Dans des recherches futures, elle aimerait tester des chimpanzés de différents groupes, avec des niveaux variables de tolérance sociale, puisque cela pourrait influencer les comportements prosociaux. «Idéalement, nous aimerions aussi étendre notre sélection de vidéos pour inclure un éventail plus large de comportements, de plus fortement antisocial à plus fortement prosocial», ajoute-t-elle.
Langage et évolution
«La coopération et éventuellement l’hypercoopération, peut seulement évoluer si les individus peuvent percevoir les interactions comme coopératives ou prosociales», dit Sarah Brocard. Cette capacité perceptuelle est un prérequis pour que ces comportements voient le jour.
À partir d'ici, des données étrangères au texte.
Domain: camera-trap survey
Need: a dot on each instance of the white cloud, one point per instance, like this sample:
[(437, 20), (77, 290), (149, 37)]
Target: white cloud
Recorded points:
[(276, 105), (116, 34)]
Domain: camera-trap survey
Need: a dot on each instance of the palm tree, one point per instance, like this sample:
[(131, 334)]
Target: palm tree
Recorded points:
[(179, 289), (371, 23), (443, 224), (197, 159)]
Le groupe de recherche a précédemment démontré que les humains et les chimpanzés partagent un biais cognitif envers les agents, c’est-à-dire celui qui accomplit une action. Ce préjugé commun a peut-être influencé la manière dont nos ancêtres percevaient les événements sociaux, contribuant à organiser leur perception de manière à favoriser le développement d'une communication plus complexe, et finalement du langage. «Dans cette étude, nous souhaitions déterminer si ce biais cognitif pouvait être influencé par la prosocialité de l’agent», explique la chercheuse. «Nos résultats suggèrent que les différences entre les chimpanzés et les humains que nous voyons aujourd’hui en matière de coopération et de communication ne proviennent pas de la façon dont notre dernier ancêtre commun percevait le comportement social, mais plutôt de ce qui a évolué par la suite à partir de cette base perceptuelle commune», conclut-elle.